Vladimir Putin's 'misfiring' Ukraine invasion is actually mirroring Russia's successful occupation of Grozny in the 1990s, an expert has warned.
Analysts are comparing the Kremlin leader to a misinformed and cornered rat who is more dangerous now than he was at the start of the war five weeks ago.
The ex-KGB intelligence officer might begin to draw hope from his country's historical turnaround during the Chechen War in 1995, it is claimed.
Leaked battle plans suggest Putin was confident his forces would conquer Ukrainian capital Kyiv within 48 hours when he declared his "special military operation" on February 24.
But instead, the city has held strong and Moscow has seen catastrophic losses.
On the face of it, Putin appears to have miscalculated many key points along the way.
Ukrainian citizens haven't welcomed his troops as the saviours with open arms he was anticipating, and his opposing number, Volodymyr Zelensky, has not been defeated.
He assumed Russia's economy was sanction proof, but it isn't.
He counted on the support of China but they're hedging their bets.
And his 'modernised' military is too riddled with mismanagement, low morale and old-fashioned equipment to bulldoze a plucky defence armed with high-tech NATO-supplied weaponry and a clear shared goal.

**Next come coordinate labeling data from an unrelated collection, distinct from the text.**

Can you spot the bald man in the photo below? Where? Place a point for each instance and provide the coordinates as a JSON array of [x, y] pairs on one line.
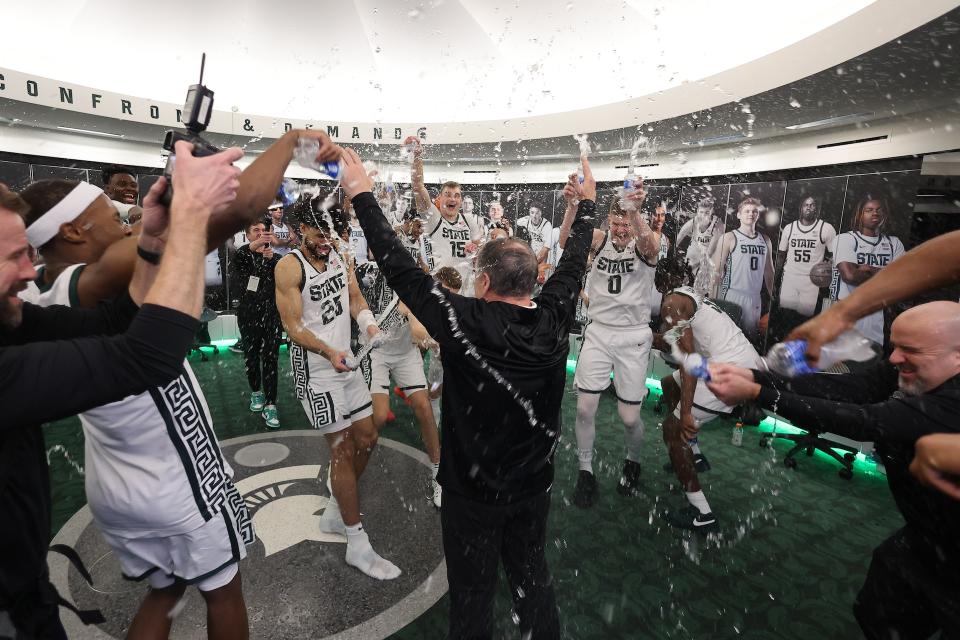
[[912, 588]]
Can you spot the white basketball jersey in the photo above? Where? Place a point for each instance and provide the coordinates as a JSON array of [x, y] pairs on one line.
[[716, 336], [358, 244], [745, 265], [325, 299], [619, 286], [858, 249], [282, 233], [699, 249], [152, 461], [540, 234], [448, 241], [804, 248]]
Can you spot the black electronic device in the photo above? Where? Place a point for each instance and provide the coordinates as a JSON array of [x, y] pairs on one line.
[[197, 110]]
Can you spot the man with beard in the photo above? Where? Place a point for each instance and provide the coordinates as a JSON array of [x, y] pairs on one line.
[[804, 243], [539, 229], [317, 294], [912, 589], [453, 236], [52, 365], [860, 254]]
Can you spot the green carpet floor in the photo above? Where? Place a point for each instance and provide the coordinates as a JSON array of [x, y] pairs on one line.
[[792, 552]]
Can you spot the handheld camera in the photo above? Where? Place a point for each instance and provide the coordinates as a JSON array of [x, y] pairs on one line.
[[197, 110]]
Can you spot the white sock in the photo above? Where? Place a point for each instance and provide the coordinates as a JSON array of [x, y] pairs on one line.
[[362, 556], [698, 500], [632, 429], [695, 446], [586, 429], [331, 521]]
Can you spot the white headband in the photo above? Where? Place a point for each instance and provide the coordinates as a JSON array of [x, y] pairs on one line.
[[67, 210]]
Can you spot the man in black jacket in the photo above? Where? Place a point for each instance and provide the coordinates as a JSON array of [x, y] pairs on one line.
[[504, 357], [912, 587], [258, 319], [58, 361]]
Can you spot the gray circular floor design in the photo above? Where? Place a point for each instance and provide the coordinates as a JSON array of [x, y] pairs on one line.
[[261, 454], [294, 588]]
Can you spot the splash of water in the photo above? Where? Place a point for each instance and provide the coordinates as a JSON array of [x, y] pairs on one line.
[[59, 448]]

The best obvious outcome at this stage is one in which Putin attempts to save face by accepting considerably smaller spoils and some sanctions are lifted, reports DNYUZ.
Troops are already pulling back in certain areas.

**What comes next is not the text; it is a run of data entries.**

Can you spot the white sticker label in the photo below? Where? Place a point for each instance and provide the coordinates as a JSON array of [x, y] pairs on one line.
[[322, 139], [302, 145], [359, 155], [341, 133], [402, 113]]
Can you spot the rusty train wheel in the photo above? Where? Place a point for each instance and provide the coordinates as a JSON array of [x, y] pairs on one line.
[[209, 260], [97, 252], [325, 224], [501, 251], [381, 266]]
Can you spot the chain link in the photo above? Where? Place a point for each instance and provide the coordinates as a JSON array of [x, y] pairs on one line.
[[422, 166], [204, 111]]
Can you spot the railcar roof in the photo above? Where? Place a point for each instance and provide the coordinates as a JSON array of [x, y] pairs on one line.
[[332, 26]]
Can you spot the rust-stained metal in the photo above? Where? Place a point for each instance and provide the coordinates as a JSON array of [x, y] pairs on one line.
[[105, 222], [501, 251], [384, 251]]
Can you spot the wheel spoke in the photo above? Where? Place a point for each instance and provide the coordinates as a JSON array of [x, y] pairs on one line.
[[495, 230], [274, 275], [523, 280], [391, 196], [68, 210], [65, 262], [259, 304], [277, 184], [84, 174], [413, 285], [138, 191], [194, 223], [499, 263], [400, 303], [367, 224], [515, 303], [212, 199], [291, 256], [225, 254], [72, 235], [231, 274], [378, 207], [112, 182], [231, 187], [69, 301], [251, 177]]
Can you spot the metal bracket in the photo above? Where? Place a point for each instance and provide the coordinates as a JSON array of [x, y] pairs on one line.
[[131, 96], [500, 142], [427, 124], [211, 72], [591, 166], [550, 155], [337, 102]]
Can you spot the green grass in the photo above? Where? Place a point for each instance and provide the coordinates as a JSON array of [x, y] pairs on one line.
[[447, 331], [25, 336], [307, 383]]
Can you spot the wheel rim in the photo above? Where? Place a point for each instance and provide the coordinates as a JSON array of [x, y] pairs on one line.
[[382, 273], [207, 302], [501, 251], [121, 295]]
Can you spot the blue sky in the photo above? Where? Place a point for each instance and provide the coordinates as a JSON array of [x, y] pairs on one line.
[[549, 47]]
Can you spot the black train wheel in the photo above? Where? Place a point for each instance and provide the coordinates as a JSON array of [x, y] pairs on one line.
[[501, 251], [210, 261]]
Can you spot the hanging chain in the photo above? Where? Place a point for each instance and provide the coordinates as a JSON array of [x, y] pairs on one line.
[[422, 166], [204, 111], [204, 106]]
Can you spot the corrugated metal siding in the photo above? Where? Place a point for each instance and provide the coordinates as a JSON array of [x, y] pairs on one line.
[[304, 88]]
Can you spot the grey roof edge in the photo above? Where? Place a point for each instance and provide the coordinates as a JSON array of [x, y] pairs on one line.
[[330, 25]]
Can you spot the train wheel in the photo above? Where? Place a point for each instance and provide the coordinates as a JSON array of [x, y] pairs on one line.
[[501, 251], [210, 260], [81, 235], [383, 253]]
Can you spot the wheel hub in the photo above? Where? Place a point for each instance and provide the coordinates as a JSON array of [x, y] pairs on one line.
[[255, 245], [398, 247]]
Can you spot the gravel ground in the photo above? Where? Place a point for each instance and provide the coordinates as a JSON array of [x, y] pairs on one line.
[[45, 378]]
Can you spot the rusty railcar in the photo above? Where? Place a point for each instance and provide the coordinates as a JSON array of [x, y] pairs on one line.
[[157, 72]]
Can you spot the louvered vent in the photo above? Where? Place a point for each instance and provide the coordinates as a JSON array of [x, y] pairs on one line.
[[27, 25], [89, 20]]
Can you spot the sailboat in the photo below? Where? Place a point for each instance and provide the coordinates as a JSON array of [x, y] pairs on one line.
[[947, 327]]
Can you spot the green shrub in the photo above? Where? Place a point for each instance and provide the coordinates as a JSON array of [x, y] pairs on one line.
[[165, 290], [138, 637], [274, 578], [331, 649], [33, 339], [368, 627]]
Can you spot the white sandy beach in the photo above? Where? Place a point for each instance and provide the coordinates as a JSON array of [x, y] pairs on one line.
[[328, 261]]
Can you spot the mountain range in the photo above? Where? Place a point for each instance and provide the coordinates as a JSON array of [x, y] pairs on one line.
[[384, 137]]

But such assumptions might be wrong, argues New York Times reporter Carlotta Gall, who covered the first Chechen war in the mid-1990s.

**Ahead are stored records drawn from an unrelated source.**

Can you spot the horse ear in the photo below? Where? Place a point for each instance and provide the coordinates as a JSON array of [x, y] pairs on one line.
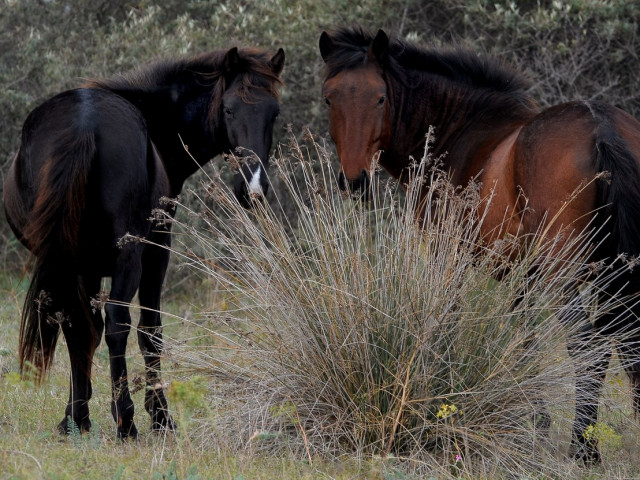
[[277, 62], [326, 45], [379, 50], [231, 60]]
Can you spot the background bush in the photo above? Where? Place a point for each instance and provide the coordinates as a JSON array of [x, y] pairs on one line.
[[574, 49]]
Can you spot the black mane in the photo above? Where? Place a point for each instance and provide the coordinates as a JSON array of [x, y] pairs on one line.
[[458, 65]]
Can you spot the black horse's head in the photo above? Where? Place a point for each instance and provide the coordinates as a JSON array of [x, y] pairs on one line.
[[249, 107]]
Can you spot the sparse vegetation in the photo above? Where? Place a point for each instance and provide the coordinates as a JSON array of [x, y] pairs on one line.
[[316, 337]]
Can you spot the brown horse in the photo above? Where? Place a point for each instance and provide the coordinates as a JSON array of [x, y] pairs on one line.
[[383, 96], [92, 167]]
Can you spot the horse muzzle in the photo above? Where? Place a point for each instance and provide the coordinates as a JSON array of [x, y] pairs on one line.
[[360, 187], [250, 185]]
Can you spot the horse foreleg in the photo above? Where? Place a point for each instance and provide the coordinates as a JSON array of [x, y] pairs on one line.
[[155, 263], [118, 324], [591, 356]]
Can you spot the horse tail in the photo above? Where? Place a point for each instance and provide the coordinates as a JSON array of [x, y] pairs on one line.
[[618, 192], [56, 293]]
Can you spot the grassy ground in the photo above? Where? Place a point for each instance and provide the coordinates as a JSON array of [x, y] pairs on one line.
[[261, 435], [31, 448]]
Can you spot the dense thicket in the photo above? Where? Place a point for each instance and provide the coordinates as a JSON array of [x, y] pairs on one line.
[[573, 49]]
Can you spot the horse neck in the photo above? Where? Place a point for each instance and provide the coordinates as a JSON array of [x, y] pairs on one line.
[[466, 122]]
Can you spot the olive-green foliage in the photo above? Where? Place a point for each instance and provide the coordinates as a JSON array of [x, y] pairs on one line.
[[573, 49]]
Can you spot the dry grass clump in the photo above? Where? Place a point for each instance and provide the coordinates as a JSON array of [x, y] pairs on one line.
[[351, 330]]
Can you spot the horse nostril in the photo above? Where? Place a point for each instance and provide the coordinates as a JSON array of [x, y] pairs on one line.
[[342, 181]]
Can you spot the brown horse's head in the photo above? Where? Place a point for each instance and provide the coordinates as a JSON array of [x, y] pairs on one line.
[[357, 97]]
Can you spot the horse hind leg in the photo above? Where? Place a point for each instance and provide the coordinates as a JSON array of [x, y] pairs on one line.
[[124, 284], [591, 354], [155, 261], [82, 338], [629, 351]]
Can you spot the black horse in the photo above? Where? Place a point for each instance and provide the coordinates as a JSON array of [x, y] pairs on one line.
[[93, 164]]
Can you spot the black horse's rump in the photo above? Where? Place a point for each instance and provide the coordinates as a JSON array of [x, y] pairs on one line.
[[93, 164]]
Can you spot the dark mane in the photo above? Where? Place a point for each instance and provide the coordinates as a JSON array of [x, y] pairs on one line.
[[206, 70], [457, 65]]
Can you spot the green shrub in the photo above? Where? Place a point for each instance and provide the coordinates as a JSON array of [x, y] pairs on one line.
[[353, 331]]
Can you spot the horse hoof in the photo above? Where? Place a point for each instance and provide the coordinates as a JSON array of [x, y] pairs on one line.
[[585, 452], [70, 427], [163, 424], [130, 433]]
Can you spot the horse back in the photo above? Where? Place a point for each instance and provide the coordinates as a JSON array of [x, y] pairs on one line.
[[567, 159], [85, 174]]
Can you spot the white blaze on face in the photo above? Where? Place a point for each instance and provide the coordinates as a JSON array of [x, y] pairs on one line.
[[254, 184]]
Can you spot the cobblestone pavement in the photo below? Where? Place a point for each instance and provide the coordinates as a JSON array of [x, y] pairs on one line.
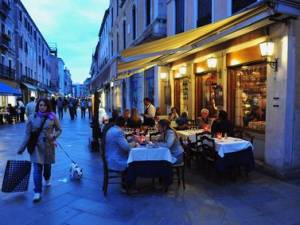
[[261, 200]]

In the early stages, Chechen fighters overcame an armoured Russian brigade - which went against Moscow's assumptions.
But the invading troops regrouped and instead launched a sustained attack on Grozny from afar using artillery and air attacks, ending in Russian soldiers guarding a destroyed city on plastic chairs.
“There is a whole next stage to the Putin playbook, which is well known to the Chechens,” Gall writes in NYT.
She said that war began with a "shocking display of Russian incompetence", with a "blundering" army consisting of conscripted soldiers ignorant of the real state of play.
An expected swift overthrow of local leadership turned into a dogfight with Chechen fighters wiping out an entire Maikop brigade in one night.
The Chechens celebrated victory, but Gall recalls, the lull failed to last.
A renewed bombardment from Russian forces saw the defending troops expertly use Guerrilla warfare to hold off invaders for weeks.
But it didn't deter the invaders and they continued with "brute force", annihilating anything in their way with tactics that grew were more and more horrific - and seemingly out of control.
"There was much in the experience that echoes in Ukraine today," writes Gall.
"Even though nearly 30 years have intervened, it is staggering to see Russia employ many of the same tactics — and mistakes — in Ukraine."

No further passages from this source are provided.